Je contemplai le médaillon, perdu dans mes pensées un long moment.
« Vraiment ? Emma a fait le plus dur. Je n'ai presque rien fait d'autre qu'écouter des histoires. »
« Elle n'aurait jamais eu cette chance sans toi, » dit l'Onsolain.
« Prends-en un peu de fierté. »
Ses yeux se posèrent sur le médaillon, et elle laissa échapper un petit bruit de profonde sympathie.
« Ah, mon cher champion. Quelle cruauté. Il y a une raison pour laquelle ma reine a renié les Infernos. »
Une ombre passa sur sa beauté irréelle.
« Plusieurs raisons. »
« Ce qu'il a dit est-il vrai ? » demandai-je.
« Les agents de l'Enfer sont-ils à nouveau autorisés à opérer librement à Urn ? »
D'un air troublé, Eanor hocha la tête.
« Peu s'en réjouissent... mais je pense qu'une partie de la Chorale accueille secrètement ce changement. Orkael a autrefois fidèlement servi le Premier Royaume, bien que ce fût il y a longtemps et à une époque très différente. Avec cette nouvelle ère de chaos et d'incertitude, certains aspirent à une loi inflexible. Ils oublient si facilement à quel point le fer peut être insensible. »
Elle me regarda alors, joignant ses mains ornées de bijoux.
« Tu dois être vigilant, Alken Hewer. Ce ne sera pas la dernière fois que tu croiseras les moines-corbeaux, et désormais ils te connaîtront et se méfieront de toi. »
Je pris cet avertissement à cœur.
« Merci. Mais je ne peux m'empêcher de me demander... »
Détournant les yeux du médaillon endommagé, je croisai le regard étincelant de l'Onsolain.
« Avez-vous comploté cela ensemble, Nath et toi ? Pour m'impliquer ? Je sais que vous êtes brouillés, mais j'ai du mal à croire que tu n'aies rien à voir avec la coopération de ta jumelle avec la Chorale. »
Eanor leva le menton, puis regarda au loin vers la mer. Avec un soupir, elle secoua la tête.
« Ma sœur ne me dit rien sans y mêler du poison, et j'ai depuis longtemps appris à ne pas lui faire confiance. En cela, elle a agi de son propre chef... peut-être croyait-elle ses actions nobles, quels que soient les moyens tordus employés pour y parvenir. Cela a toujours été sa manière — envelopper chaque acte dans une ronce tordue, pour qu'on ne puisse discerner ni motif ni intention. Il y a une très bonne raison pour laquelle elle a été attirée par la Ronce. »
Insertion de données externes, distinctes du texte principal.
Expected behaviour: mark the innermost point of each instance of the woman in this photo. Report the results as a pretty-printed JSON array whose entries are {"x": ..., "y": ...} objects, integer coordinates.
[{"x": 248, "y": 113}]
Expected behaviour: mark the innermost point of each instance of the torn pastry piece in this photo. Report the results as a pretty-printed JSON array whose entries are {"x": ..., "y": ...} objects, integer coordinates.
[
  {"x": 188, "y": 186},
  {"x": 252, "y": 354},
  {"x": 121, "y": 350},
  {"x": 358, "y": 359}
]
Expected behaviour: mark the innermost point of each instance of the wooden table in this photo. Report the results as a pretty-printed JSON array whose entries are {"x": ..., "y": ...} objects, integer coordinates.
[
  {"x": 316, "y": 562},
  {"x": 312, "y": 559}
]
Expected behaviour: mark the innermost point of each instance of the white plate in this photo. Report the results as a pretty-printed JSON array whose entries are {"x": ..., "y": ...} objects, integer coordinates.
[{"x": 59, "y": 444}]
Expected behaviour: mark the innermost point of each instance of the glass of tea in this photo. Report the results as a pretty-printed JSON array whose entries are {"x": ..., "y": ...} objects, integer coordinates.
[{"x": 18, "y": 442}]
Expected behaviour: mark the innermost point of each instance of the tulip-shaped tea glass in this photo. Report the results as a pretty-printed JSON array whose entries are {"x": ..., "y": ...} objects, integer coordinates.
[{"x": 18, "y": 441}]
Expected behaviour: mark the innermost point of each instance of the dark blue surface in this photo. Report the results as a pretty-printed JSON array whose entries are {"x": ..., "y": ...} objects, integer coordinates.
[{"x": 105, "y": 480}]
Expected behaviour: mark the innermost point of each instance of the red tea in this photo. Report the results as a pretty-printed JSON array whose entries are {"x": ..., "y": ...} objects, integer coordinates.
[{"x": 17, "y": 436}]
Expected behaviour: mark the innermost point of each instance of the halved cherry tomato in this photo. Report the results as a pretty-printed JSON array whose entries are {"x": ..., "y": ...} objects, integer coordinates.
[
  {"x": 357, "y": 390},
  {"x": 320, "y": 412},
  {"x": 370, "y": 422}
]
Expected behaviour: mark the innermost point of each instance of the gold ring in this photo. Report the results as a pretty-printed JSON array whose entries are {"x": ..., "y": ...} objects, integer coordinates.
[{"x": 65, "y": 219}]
Elle leva la tête vers un point lointain, comme si elle entendait un son venant de loin.
« Notre temps est écoulé. Je te laisse avec ceci, Alken — nous n'oublierons pas ce service. Nous n'oublions aucun de tes actes, mais en cela, il n'y a pas de masque de sang pour souiller la cause. Tu as placé ta foi là où elle était nécessaire. En cela, tu as mon soutien. »
« Seulement le tien ? » demandai-je avec ironie.
« Sans aucun doute, beaucoup observeront Emma pour détecter des signes de corruption. Avec son destin libéré, qui peut dire ce qu'elle deviendra ? Mais j'aurai foi en elle, pour toi et pour elle. »
C'était tout ce que je pouvais espérer. Je m'inclinai devant elle.
« Merci, ma dame. »
Le vent se leva à nouveau, voilant le monde de blanc. Je savais que je serais bientôt ramené au château et à tout ce qui suivrait cette nuit. Les yeux d'Eanor perçaient cette brume, fixant le médaillon.
« Tu ne devrais pas garder cette chose. C'est un cadeau perfide, mieux laissé dans le passé. »
Avant que je puisse répondre, le monde devint un vide blanc. Malgré tout, je serrai fermement le médaillon.